Google Meets HIPAA Compliance and Security Measures:
Impact Family Inc. utilizes Google Meets for webcam sessions. Google ensures that health-related organizations' customers’ data is safe, secure, and HIPAA compliant. To demonstrate our compliance with industry security standards, Google has sought and received security certifications such as ISO 27001 certification and SOC 2 and SOC 3 Type II audits.
G Suite and Cloud Identity can also support HIPAA compliance for customers subject to the Health Insurance Portability and Accountability Act (HIPAA) requirements. Under HIPAA, certain information about a person’s health or healthcare services is classified as Protected Health Information (PHI). G Suite and Cloud Identity customers subject to HIPAA and wishing to use G Suite or Cloud Identity with PHI must sign a Business Associate Agreement (BAA) with Google.
Please download the Impact Family Inc. Business Associate Addendum with Google/Alphabet.
Fireflies.ai HIPAA Compliance and Security Measures
Impact Family Inc. may sometimes use third-party applications such as Fireflies.ai only to record audio and transcribe meeting notes. These notes are shared with the client as part of our commitment to transparent and accessible communication. We ensure all third-party applications are HIPAA compliant and adhere to strict industry standards to protect your PHI. By engaging in services with Impact Family Inc., you acknowledge and consent to using such third-party applications for note-taking and record-sharing purposes.

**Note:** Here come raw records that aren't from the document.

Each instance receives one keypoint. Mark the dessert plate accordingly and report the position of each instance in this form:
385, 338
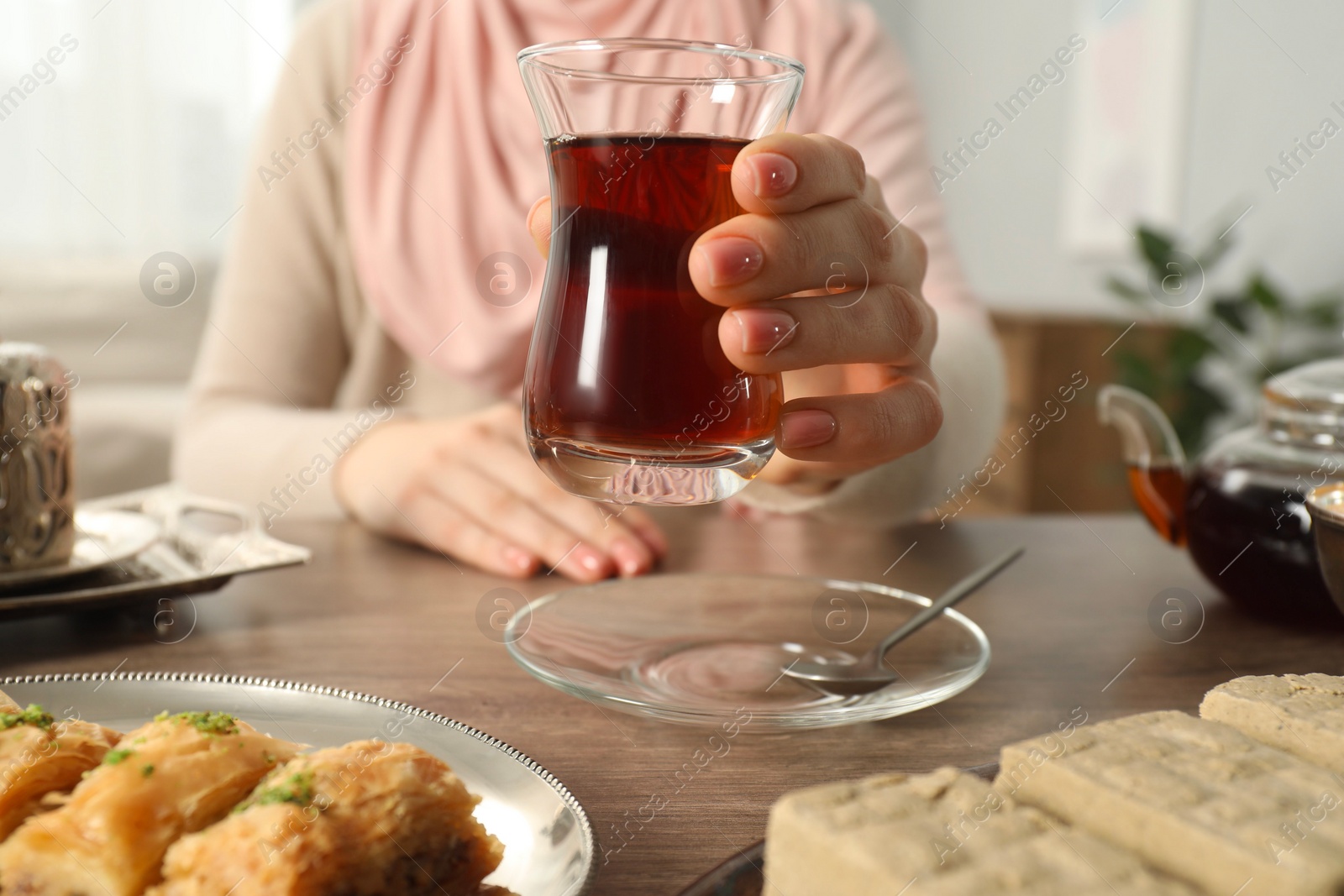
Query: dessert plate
707, 647
549, 848
102, 537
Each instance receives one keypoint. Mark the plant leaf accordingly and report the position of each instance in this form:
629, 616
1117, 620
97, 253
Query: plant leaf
1231, 311
1263, 295
1156, 248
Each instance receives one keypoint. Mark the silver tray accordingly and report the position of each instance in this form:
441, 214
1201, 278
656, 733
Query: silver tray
549, 846
205, 543
102, 537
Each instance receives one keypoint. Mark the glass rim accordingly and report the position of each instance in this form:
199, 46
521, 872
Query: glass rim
534, 56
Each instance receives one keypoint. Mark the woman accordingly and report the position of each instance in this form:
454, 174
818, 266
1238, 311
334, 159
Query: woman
354, 367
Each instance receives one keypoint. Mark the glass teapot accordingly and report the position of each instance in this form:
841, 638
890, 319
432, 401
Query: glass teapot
1240, 506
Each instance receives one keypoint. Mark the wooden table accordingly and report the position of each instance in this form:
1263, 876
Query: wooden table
1068, 624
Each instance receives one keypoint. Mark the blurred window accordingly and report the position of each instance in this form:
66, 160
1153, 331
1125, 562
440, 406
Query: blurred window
124, 123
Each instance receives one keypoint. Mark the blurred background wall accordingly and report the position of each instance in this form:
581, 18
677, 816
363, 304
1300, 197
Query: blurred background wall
134, 145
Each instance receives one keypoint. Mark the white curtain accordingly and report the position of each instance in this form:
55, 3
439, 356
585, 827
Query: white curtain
124, 123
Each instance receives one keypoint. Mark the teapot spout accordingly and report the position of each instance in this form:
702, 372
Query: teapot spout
1153, 458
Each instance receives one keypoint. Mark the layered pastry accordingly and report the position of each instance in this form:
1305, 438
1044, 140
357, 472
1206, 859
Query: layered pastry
1303, 715
1196, 799
945, 833
175, 775
360, 820
42, 757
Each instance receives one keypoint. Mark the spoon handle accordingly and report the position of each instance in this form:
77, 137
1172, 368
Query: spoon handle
952, 595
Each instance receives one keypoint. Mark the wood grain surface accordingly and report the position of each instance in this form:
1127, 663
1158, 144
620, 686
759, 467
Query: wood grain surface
1070, 625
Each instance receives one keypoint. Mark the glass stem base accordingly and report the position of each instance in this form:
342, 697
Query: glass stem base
622, 474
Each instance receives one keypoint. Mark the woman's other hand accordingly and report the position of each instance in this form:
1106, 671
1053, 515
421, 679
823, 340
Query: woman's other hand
468, 486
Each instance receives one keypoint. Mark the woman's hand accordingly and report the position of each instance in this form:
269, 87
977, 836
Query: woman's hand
467, 486
855, 363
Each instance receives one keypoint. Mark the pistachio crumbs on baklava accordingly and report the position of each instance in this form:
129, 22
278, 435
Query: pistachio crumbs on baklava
175, 775
365, 819
42, 757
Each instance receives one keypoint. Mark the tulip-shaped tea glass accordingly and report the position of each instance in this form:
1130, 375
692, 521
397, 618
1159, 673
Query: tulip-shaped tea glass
628, 396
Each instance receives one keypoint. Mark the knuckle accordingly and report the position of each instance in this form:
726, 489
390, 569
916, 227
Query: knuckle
450, 533
874, 228
499, 504
851, 161
906, 316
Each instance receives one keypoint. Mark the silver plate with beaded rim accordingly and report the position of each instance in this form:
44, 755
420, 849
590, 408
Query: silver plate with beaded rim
549, 846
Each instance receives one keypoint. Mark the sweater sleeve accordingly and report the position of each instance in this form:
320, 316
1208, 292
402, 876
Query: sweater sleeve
276, 348
859, 89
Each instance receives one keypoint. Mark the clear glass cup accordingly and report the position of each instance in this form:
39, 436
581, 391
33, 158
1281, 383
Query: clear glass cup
628, 396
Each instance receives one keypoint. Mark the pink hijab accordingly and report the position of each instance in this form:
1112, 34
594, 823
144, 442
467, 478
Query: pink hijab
445, 159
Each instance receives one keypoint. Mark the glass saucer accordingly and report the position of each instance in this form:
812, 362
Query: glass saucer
707, 647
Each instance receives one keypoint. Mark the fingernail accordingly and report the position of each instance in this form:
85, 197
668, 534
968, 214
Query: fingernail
806, 429
517, 558
628, 558
774, 174
765, 329
591, 559
732, 259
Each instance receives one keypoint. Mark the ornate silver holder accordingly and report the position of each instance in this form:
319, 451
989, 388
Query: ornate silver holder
203, 543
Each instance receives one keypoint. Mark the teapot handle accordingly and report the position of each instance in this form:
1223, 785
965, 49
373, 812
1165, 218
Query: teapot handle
1146, 434
1153, 457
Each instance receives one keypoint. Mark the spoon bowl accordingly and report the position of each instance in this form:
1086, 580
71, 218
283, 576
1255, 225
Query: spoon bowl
871, 672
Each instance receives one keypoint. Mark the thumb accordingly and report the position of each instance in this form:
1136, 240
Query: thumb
539, 224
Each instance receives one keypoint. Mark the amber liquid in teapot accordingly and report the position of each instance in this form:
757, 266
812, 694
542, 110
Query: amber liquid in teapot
1247, 532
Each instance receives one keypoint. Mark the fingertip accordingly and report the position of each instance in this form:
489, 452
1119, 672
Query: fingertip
539, 224
519, 563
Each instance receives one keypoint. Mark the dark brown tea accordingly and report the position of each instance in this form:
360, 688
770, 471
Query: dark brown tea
627, 354
1250, 533
1160, 493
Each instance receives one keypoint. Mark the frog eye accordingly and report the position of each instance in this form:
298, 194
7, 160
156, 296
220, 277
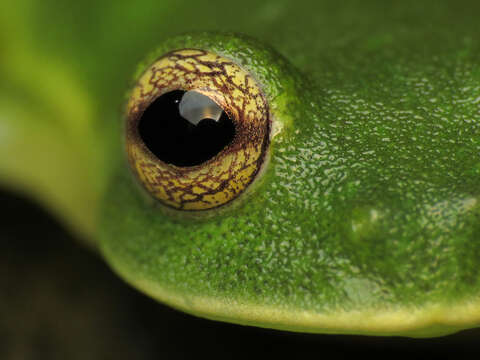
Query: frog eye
197, 129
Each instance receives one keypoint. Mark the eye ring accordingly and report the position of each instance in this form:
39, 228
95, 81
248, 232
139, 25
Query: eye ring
223, 177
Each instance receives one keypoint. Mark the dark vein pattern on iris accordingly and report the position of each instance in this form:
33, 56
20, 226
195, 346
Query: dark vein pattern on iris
223, 177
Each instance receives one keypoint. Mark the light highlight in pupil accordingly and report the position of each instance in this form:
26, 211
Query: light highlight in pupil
196, 107
178, 141
200, 158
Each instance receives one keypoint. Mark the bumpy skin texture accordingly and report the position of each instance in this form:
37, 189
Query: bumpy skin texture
365, 218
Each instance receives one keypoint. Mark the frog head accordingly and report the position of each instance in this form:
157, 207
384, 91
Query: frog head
354, 193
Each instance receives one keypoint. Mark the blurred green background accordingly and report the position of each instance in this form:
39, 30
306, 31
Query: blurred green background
58, 300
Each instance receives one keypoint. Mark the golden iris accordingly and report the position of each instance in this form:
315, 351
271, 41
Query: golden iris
221, 178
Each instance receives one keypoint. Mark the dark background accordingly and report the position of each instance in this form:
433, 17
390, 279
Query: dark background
58, 300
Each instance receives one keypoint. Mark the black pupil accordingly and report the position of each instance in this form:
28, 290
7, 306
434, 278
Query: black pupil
177, 141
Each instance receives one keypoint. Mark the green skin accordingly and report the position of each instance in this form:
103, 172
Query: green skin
365, 218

Fireflies.ai is HIPAA-compliant and adheres to strict measures to protect patient health information in the United States. To safeguard your health data, Fireflies implements the following security protocols:
- Private storage to ensure HIPAA compliance.
- Business Associate Agreements (BAA) with vendors such as OpenAI and ASR ensure they do not trade, train, or store your data.
- Zero-day retention policy: No data is stored on vendor systems, such as OpenAI, for any duration.
How Do Fireflies Manage Security Vulnerabilities?
Fireflies.ai is regularly scanned using industry-standard tools to monitor and detect vulnerabilities. To further enhance security, Fireflies runs a continuous bug bounty program with HackerOne to identify and address potential vulnerabilities. However, no security system is entirely impenetrable. In a security breach, Fireflies will take reasonable steps to investigate, notify affected individuals, and comply with all relevant laws and regulations.
Data Encryption and Security
Fireflies.ai ensures that all user data, including meeting transcripts, audio recordings, calendar events, emails, and user settings, is encrypted end-to-end, both at rest and in transit, using industry-standard encryption protocols. Specifically:
- Data encryption: 256-bit AES encryption for data at rest and TLS 1.2 encryption for data in transit.
- Backup snapshots: Metadata (calendar events, emails, user settings) is backed up every 4 hours and retained for a maximum of 1 year. No transcripts or audio recordings are stored in these snapshots.
Fireflies implement robust security practices to maintain the confidentiality and integrity of all data collected and shared with its service providers.